Serena Williams, Maria Sharapova and Petra Kvitova – the three reigning major champions – will be there. So will the season’s two first-time grand slam title finalists, Simona Halep and Eugenie Bouchard.

Agnieszka Radwanska might not have gone further than the semis at grand slam events this year, but the Pole has done enough to qualify for the fourth successive year, while Serbian star Ana Ivanovic returns to the championships for the first time since 2008.

Completing that star-studded line-up and a stunning comeback from the tumult surrounding her personal life is the former world No 1 Caroline Wozniacki.

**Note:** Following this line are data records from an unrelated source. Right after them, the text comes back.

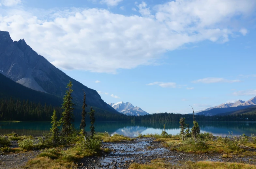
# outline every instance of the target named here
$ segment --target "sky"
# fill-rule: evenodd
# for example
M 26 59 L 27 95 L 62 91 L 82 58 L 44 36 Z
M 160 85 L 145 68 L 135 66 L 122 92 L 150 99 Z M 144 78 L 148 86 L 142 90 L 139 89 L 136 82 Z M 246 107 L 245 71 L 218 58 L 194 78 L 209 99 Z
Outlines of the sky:
M 256 96 L 255 0 L 0 0 L 0 30 L 107 103 L 185 113 Z

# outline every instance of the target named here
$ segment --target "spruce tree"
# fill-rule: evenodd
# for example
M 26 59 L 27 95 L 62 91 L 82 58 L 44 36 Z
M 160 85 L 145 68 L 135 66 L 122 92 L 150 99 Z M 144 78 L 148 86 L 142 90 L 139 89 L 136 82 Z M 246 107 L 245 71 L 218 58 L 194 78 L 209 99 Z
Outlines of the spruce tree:
M 196 122 L 195 120 L 195 113 L 194 112 L 194 109 L 193 108 L 192 106 L 190 106 L 192 108 L 193 110 L 193 125 L 192 128 L 191 129 L 191 131 L 192 132 L 192 136 L 194 137 L 194 139 L 195 141 L 196 137 L 197 136 L 200 134 L 200 127 L 199 125 L 198 125 L 198 123 Z
M 52 134 L 51 140 L 53 145 L 55 146 L 58 143 L 59 140 L 59 129 L 58 128 L 58 123 L 57 121 L 57 115 L 55 110 L 54 110 L 53 114 L 52 116 L 52 122 L 51 123 L 52 124 L 52 128 L 50 129 Z
M 81 123 L 80 124 L 80 130 L 82 130 L 81 131 L 83 134 L 85 134 L 85 131 L 84 127 L 86 126 L 85 124 L 85 117 L 86 117 L 86 112 L 85 111 L 85 107 L 87 107 L 87 105 L 85 103 L 86 95 L 85 92 L 83 92 L 83 110 L 82 111 L 82 119 L 81 120 Z
M 64 110 L 60 120 L 60 122 L 62 124 L 61 133 L 67 137 L 71 132 L 72 123 L 74 121 L 72 116 L 73 111 L 74 108 L 72 106 L 75 105 L 72 102 L 73 97 L 71 95 L 73 91 L 72 89 L 72 82 L 69 81 L 69 83 L 68 84 L 66 87 L 68 89 L 66 91 L 66 95 L 63 97 L 63 103 L 61 108 Z
M 180 134 L 182 136 L 182 140 L 184 140 L 184 131 L 186 129 L 186 124 L 185 124 L 185 118 L 182 117 L 180 119 Z
M 92 107 L 91 107 L 91 112 L 90 112 L 90 119 L 91 120 L 91 126 L 90 128 L 91 129 L 91 133 L 92 134 L 91 138 L 93 137 L 93 135 L 95 133 L 94 127 L 94 122 L 95 122 L 95 118 L 94 117 L 94 110 L 93 109 Z
M 186 124 L 186 127 L 187 127 L 187 129 L 185 131 L 185 133 L 186 135 L 186 137 L 188 138 L 188 137 L 190 137 L 190 130 L 189 130 L 189 125 L 188 124 Z

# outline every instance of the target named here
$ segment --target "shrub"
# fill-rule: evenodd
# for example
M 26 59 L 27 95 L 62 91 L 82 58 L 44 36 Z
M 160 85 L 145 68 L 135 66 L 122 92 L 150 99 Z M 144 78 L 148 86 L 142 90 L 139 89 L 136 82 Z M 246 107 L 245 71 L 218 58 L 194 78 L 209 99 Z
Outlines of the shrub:
M 108 134 L 107 132 L 105 132 L 104 133 L 100 133 L 99 132 L 98 133 L 97 133 L 96 134 L 96 135 L 98 136 L 105 136 L 107 137 L 109 137 L 110 136 L 110 135 Z
M 251 134 L 251 142 L 254 144 L 256 144 L 256 136 L 254 136 L 254 134 Z
M 35 139 L 26 139 L 19 141 L 19 147 L 26 150 L 31 150 L 38 147 L 35 142 Z
M 101 141 L 94 137 L 92 138 L 86 140 L 85 147 L 89 152 L 92 153 L 97 153 L 100 150 L 102 143 Z
M 196 139 L 195 140 L 190 138 L 185 140 L 178 148 L 181 151 L 187 152 L 206 152 L 209 147 L 209 144 L 201 139 Z
M 229 132 L 228 136 L 222 138 L 222 141 L 225 144 L 226 146 L 229 149 L 232 150 L 238 150 L 240 149 L 238 146 L 239 141 L 238 139 L 236 137 L 233 136 L 233 132 Z
M 56 149 L 50 149 L 43 151 L 43 152 L 39 154 L 38 157 L 47 157 L 51 159 L 53 159 L 58 158 L 61 155 L 61 154 L 58 152 Z
M 139 138 L 143 137 L 143 135 L 141 133 L 139 133 L 138 135 L 138 137 Z
M 245 134 L 240 135 L 239 138 L 239 142 L 241 144 L 246 144 L 249 141 L 248 136 Z
M 0 136 L 0 147 L 3 147 L 5 145 L 9 146 L 11 143 L 7 137 Z

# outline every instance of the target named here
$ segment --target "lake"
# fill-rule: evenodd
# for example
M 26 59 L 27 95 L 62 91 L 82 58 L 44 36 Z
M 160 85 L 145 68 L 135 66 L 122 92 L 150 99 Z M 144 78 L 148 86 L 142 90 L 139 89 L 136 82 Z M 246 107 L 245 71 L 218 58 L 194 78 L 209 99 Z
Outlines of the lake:
M 192 123 L 188 123 L 190 127 Z M 228 132 L 233 132 L 234 136 L 243 133 L 250 136 L 251 133 L 256 135 L 255 122 L 199 122 L 201 132 L 211 133 L 214 136 L 225 136 Z M 135 136 L 142 133 L 160 134 L 164 124 L 166 132 L 169 134 L 176 134 L 180 132 L 179 124 L 176 122 L 96 122 L 96 132 L 106 131 L 113 135 L 122 134 L 125 136 Z M 75 127 L 79 128 L 80 123 L 75 123 Z M 90 130 L 89 122 L 86 122 L 86 130 Z M 48 132 L 51 127 L 50 122 L 28 122 L 19 123 L 0 122 L 0 134 L 14 132 L 19 135 L 39 136 Z

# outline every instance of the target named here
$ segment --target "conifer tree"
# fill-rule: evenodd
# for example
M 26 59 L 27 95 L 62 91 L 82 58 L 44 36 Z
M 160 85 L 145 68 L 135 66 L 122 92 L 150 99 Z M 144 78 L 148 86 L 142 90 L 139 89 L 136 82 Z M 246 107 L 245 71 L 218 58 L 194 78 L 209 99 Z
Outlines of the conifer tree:
M 80 124 L 80 130 L 82 130 L 83 134 L 85 134 L 85 131 L 84 129 L 84 127 L 86 126 L 86 124 L 85 124 L 85 117 L 86 117 L 86 112 L 85 111 L 85 107 L 87 107 L 87 105 L 85 103 L 85 99 L 86 95 L 85 92 L 83 92 L 83 110 L 82 111 L 82 119 L 81 120 L 81 123 Z
M 196 122 L 195 120 L 195 113 L 194 112 L 194 109 L 193 108 L 192 106 L 190 106 L 192 108 L 193 110 L 193 124 L 194 125 L 191 129 L 191 131 L 192 132 L 192 136 L 194 137 L 194 139 L 195 140 L 196 139 L 196 137 L 200 134 L 200 127 L 199 125 L 198 125 L 198 123 Z
M 180 126 L 180 134 L 182 136 L 182 140 L 184 140 L 184 131 L 186 129 L 185 127 L 186 124 L 185 124 L 185 118 L 182 117 L 180 119 L 179 122 Z
M 56 111 L 54 110 L 53 114 L 52 116 L 52 122 L 51 123 L 52 125 L 52 128 L 50 129 L 52 136 L 51 140 L 53 145 L 56 145 L 59 141 L 59 129 L 58 123 L 57 121 L 57 115 Z
M 189 125 L 188 124 L 186 124 L 186 127 L 187 127 L 187 129 L 185 131 L 185 133 L 186 135 L 186 137 L 188 138 L 188 137 L 190 136 L 190 131 L 189 129 Z
M 90 119 L 91 120 L 91 126 L 90 128 L 91 129 L 91 133 L 92 134 L 91 138 L 93 137 L 93 135 L 95 133 L 94 127 L 94 122 L 95 122 L 95 118 L 94 117 L 94 110 L 93 109 L 92 107 L 91 107 L 91 112 L 90 112 Z
M 61 133 L 67 137 L 71 132 L 72 123 L 74 121 L 72 116 L 73 111 L 74 108 L 72 106 L 75 105 L 72 102 L 73 97 L 71 95 L 73 91 L 72 89 L 72 82 L 69 81 L 69 83 L 68 84 L 66 87 L 68 89 L 66 91 L 66 95 L 63 97 L 63 103 L 61 108 L 64 110 L 60 120 L 60 122 L 62 124 Z

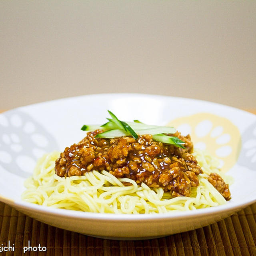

Six months back, it would have been difficult to imagine her on the list of the final eight for the tour finals.

She was ranked No 27 after her straight-sets loss to Yanina Wickmayer in the first round at the French Open, and that defeat did not come as a surprise to anyone.

Wozniacki was heartbroken at the time, dumped unceremoniously by fiancee Rory McIlroy, the world’s No1 golfer, just a few days earlier.

They were supposed to tie the knot this November.

Invitations had already been sent out, and the Dane had even bought her wedding gown.

“I was shocked,” Wozniacki said on an American TV show this month. “I thought at least it would be face-to-face or something, but there was nothing.

“It was a phone call, and I didn’t hear from him again.”

The three-year relationship had corresponded with Wozniacki’s fall down the rankings.

She was in the middle of her 67-week reign as the No 1 when she met McIlroy in 2011.

In March, she had slipped to a four-year low of No 18 in the WTA rankings.

From 2008 until the end of 2011, Wozniacki had won 18 titles and finished runners-up at 10 other events.

From the start of 2012 until their break-up in May, she could make only six finals, winning three.

In the six months since, Wozniacki has won in Istanbul, reached her first grand slam tournament final since the 2009 US Open, and was runner-up at the Pan Pacific Open last month.

It seems the break-up has been good for her career.